What drew my attention to it at first was the .IT TLD, as well as this traffic seemed out of place in the context of this persons web browsing patterns. Furthermore, the two request to gallipolicountryandsea[.]it were resolving to different IPs. I decided to toss the first request into VirusTotal which showed it had a detection ratio of 6/66.
That is a relatively high detection rate for a URL, which piqued my interest even more. I then took the URL and plugged it into URLQuery to see if I could find specific HTTP transactions. This is what I found:
The first and second request go to the same domain but at different IP addresses, just as it did in our customers traffic. Then we get a 302 that redirects it to a different domain at zoxxv[.]com (our customer traffic showed dutbbc[.]com). Apart from the domains being different, the URIs are identical. The final redirect of interest is to help-save-wildlife[.]org, a domain that was registered only days prior and is located in Switzerland. Suspicious.
I then reversed the base64 encoded data and decoded it which gave me this:
I took the decoded script and deobfuscated it until I ended up with the following [Thanks to my coworker Julian for helping me find a good tool for deobfuscation]:
This is only a small list. There are at least 1,907 of these spam pages ranging from 100 all the way to 999. The end of this report contains all the IPs, domains, and sub-domains.
Continuing my investigation… If the value is false it sends the host to various domains, many of which are hosted at 188.8.131.52 and 184.108.40.206:
Trying to reach many of those domains returns this template:
Or are resolving to a what appears to be the SAVE Wildlife Conservation Fund:
There is also evidence that this campaign was at one time sending people to unicef.org.
To to see what would happen I took the URL from the true value in the deobfuscated JS and pasted it into the browser:
No luck. I then tried the referer URL from my research (zoxxv[.]com) and got this spam page:
The spam page is fake as ever link points to “go.php” (884-health.zoxxv[.]com/uswcpg/d3/pure-natural-forskolin/go[.]php). Running that URI through Hybrid-analysis shows it as “no specific threat”.

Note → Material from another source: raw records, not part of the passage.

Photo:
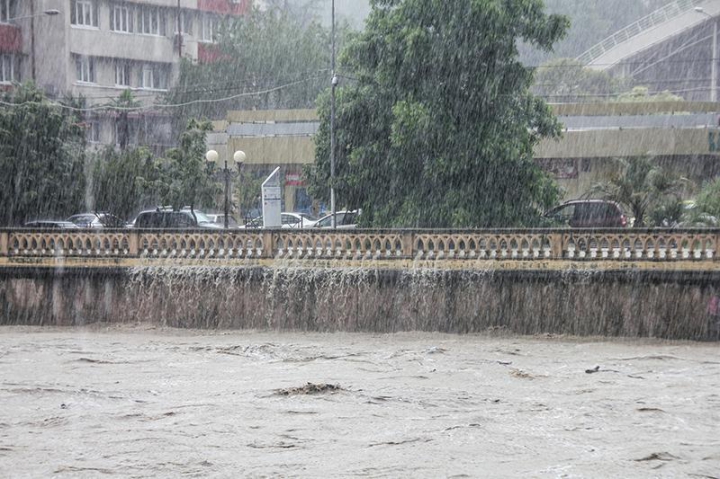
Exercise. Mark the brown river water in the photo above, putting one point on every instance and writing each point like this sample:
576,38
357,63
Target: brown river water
124,401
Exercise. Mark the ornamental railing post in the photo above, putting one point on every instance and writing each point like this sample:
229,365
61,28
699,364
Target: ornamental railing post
268,246
556,245
408,243
134,244
4,243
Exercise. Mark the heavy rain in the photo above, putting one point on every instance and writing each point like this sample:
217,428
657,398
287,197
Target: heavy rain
359,238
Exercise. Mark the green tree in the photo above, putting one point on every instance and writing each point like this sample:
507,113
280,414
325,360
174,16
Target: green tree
126,181
42,156
705,210
438,127
186,178
640,185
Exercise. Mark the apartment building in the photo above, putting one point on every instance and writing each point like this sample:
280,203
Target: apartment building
99,48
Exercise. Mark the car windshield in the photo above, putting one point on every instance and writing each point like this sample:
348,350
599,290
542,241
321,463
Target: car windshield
308,216
202,217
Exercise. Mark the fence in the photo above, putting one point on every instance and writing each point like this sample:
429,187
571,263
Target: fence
664,245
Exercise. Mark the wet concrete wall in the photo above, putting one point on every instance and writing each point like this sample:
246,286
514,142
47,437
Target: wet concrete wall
673,305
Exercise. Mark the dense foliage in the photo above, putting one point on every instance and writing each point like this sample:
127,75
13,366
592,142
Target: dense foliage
42,155
437,127
123,182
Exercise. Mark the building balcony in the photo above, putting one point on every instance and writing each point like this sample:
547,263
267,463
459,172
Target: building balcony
129,46
10,38
225,7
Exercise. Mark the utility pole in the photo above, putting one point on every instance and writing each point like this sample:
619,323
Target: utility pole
332,121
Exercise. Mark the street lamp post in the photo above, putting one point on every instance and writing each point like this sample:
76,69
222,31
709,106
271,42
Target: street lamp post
713,65
239,157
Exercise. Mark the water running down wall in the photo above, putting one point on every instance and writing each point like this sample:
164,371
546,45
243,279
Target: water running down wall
662,304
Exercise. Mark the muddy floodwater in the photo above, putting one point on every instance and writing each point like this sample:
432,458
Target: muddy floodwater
143,402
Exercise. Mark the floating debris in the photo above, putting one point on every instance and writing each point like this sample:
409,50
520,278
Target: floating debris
309,388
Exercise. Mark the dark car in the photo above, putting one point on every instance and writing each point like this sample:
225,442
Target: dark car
96,220
587,214
344,220
163,218
51,224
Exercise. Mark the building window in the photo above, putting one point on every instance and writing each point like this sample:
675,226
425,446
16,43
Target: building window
7,10
209,27
121,19
185,22
153,78
7,68
83,12
122,74
85,69
93,132
151,22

There were however some malicious artifacts seen on the spam page in the context of contacted host:
This is unrelated to my investigation but these sub-domains at googlecode[.]com are dropping a lot of bad stuff… Google Code is Google’s official open source site meant for developers to host their program’s source code and related files. However, threat actors are using the Google Code repository to host Trojans, backdoors and password stealing keyloggers.

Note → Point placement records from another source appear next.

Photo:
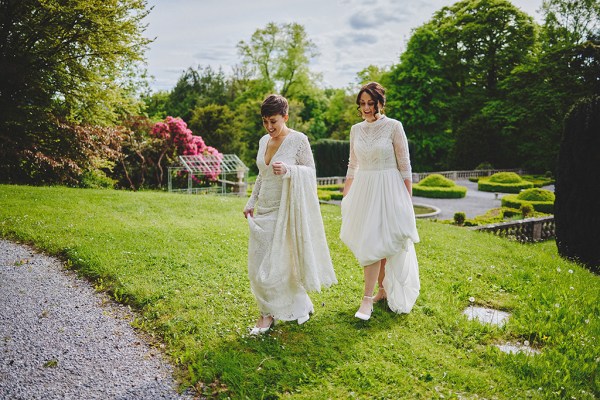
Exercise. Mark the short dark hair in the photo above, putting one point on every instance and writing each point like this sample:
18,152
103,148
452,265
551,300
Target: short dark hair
274,104
376,91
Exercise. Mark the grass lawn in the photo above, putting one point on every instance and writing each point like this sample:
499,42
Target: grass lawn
180,260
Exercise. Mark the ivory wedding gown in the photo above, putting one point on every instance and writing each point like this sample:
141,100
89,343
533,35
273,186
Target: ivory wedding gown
287,250
378,219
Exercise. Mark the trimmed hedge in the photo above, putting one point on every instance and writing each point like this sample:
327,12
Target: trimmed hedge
456,192
331,157
503,182
437,186
436,180
541,200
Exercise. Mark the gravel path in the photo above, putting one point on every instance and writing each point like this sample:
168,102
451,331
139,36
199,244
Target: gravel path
59,339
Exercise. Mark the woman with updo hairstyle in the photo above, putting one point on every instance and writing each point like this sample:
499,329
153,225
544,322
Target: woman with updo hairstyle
378,220
287,248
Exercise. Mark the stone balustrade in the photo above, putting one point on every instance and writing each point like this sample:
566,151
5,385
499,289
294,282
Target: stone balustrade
455,175
526,230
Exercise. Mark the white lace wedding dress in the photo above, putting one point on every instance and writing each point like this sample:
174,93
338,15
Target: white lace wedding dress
287,250
378,219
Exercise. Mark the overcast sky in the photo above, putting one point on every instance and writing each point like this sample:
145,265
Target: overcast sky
349,34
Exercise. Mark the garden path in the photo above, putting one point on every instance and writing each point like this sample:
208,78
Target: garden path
60,339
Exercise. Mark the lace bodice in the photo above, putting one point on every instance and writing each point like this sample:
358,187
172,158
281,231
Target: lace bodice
295,150
379,145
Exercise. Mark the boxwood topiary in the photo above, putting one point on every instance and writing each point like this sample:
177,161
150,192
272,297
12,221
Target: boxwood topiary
540,199
437,186
504,182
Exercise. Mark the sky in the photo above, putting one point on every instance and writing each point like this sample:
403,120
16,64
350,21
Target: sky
349,34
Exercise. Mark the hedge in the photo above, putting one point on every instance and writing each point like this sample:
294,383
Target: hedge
455,192
331,157
505,183
437,186
541,200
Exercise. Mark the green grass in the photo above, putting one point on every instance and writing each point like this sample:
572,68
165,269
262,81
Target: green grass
180,260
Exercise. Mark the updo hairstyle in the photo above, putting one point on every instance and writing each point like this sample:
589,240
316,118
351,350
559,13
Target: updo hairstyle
377,93
274,104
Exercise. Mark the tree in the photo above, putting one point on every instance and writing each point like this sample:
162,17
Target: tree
64,63
453,66
197,88
576,211
279,55
173,138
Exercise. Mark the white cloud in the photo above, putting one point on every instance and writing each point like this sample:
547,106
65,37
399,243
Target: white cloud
350,34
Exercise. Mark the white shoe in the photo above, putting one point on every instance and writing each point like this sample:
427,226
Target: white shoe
363,316
259,331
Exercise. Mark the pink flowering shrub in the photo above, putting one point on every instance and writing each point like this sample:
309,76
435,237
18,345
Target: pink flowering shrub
175,139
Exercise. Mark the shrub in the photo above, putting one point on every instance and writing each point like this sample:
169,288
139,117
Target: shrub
539,180
484,165
331,157
505,177
436,180
459,218
577,214
504,182
437,186
324,195
540,200
526,210
456,192
536,194
96,179
332,188
336,195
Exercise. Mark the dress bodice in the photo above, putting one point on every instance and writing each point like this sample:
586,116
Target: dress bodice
379,145
294,150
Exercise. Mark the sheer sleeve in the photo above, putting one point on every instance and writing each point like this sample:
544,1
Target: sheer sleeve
304,155
401,150
255,191
352,162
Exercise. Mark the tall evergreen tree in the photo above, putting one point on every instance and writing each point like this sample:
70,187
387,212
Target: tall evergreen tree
576,210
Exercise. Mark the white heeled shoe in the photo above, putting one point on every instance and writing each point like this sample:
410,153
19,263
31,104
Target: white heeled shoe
255,331
363,316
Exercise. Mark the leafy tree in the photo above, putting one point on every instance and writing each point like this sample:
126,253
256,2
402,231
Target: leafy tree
197,88
372,73
63,63
217,126
279,55
576,209
134,156
173,138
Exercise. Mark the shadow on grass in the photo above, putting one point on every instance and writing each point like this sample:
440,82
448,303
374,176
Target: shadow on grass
291,356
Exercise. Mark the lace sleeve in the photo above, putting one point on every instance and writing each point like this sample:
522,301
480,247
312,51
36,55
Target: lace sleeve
352,162
304,155
401,150
255,191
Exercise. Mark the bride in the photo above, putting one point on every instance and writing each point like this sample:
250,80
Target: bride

Moving on… Clicking on any of the links on the spam page redirects you to a couple different domains hosting the product page. This time I landed on hxxps://mysecura-gateway[.]com/forskolin/:
Once you have given your name, address, and phone number you click “Rush My Order” and are taken to the “Final Step” page where you are instructed to select a package and then enter in credit card information.

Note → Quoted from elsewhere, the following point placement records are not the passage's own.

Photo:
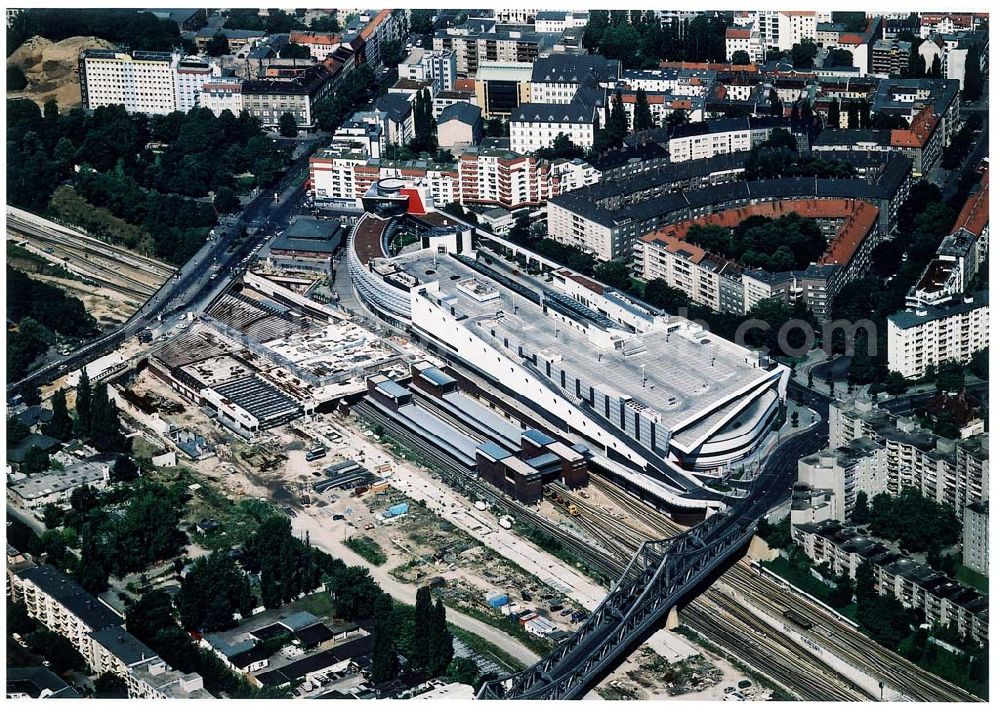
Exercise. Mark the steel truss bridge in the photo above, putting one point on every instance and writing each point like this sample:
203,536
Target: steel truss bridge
659,575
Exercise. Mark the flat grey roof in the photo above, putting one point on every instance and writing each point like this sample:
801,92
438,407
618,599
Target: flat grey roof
688,372
260,399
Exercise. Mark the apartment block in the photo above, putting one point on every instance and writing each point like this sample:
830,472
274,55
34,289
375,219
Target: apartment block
929,335
976,537
941,600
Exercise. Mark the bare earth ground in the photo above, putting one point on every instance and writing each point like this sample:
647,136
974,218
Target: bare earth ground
52,68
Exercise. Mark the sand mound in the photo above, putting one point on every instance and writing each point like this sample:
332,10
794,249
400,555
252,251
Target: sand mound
52,68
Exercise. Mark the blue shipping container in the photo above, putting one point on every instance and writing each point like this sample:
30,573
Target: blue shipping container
498,600
397,509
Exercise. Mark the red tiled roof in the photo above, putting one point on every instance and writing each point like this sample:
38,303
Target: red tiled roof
921,129
975,215
859,217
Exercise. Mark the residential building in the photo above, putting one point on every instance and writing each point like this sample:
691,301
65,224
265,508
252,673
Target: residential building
535,126
744,39
889,58
459,126
608,219
555,79
501,87
952,472
781,29
850,227
705,278
706,139
222,94
320,45
142,82
960,254
268,99
238,40
840,474
940,600
976,537
439,67
929,335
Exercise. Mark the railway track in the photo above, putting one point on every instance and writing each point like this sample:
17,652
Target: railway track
32,225
102,271
717,614
840,637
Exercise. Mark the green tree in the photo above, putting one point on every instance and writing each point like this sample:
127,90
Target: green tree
212,592
384,659
662,295
61,425
617,127
614,273
643,116
972,89
464,671
16,431
861,515
59,651
225,201
110,686
35,460
124,470
52,516
287,126
84,400
217,46
423,615
441,649
105,432
421,22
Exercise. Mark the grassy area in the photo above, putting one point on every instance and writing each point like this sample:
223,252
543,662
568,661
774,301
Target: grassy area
972,578
536,645
319,604
27,261
552,545
486,648
368,549
779,694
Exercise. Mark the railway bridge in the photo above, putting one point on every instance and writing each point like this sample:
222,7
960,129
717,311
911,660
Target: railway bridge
656,579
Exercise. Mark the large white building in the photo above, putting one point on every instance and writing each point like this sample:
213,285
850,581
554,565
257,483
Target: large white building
535,126
929,335
976,537
953,472
438,66
143,82
659,395
96,631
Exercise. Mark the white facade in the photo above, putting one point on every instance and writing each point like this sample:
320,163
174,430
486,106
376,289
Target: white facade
780,29
534,132
931,335
189,79
143,82
222,94
976,538
438,66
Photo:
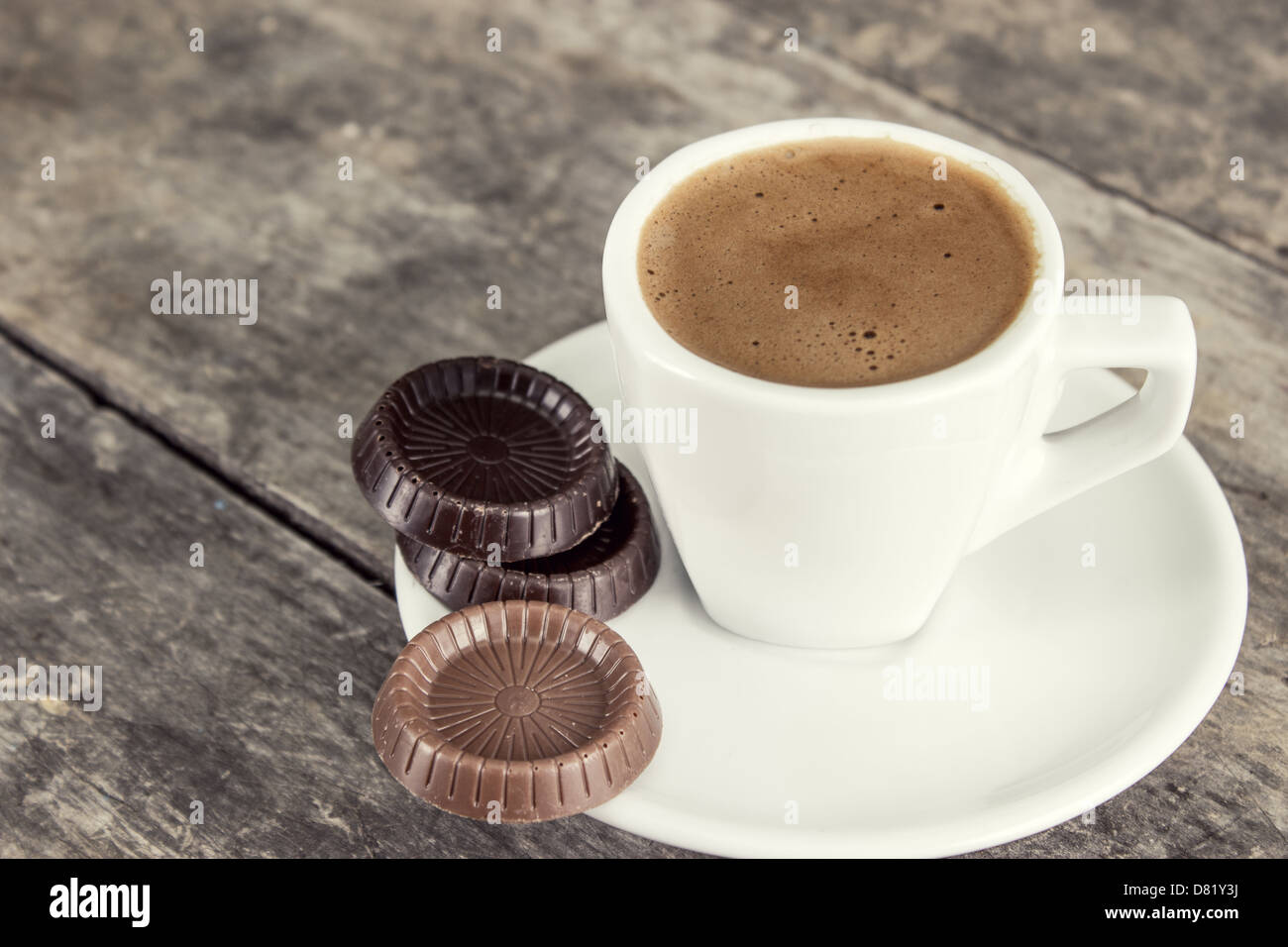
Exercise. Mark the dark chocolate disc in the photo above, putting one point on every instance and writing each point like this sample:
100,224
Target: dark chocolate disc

Hybrid-analysis didn’t find any malicious files being dropped on either the spam page or the product pages. Instead, both these pages are advertising Forskolin, a chemical found in the roots of plants, as a means to weight loss.
Doing a quick Google search for “Forskolin scams” returns results for these spam pages. According to Barracudalabs users pay for the pills via credit cards but never receive their product. I haven’t tested this theory out for myself.
It would seem that this company is violating numerous Anti SPAM Acts.
In total, there were 3,351 unique domains and sub-domains found to be resolving to the IP addresses listed above.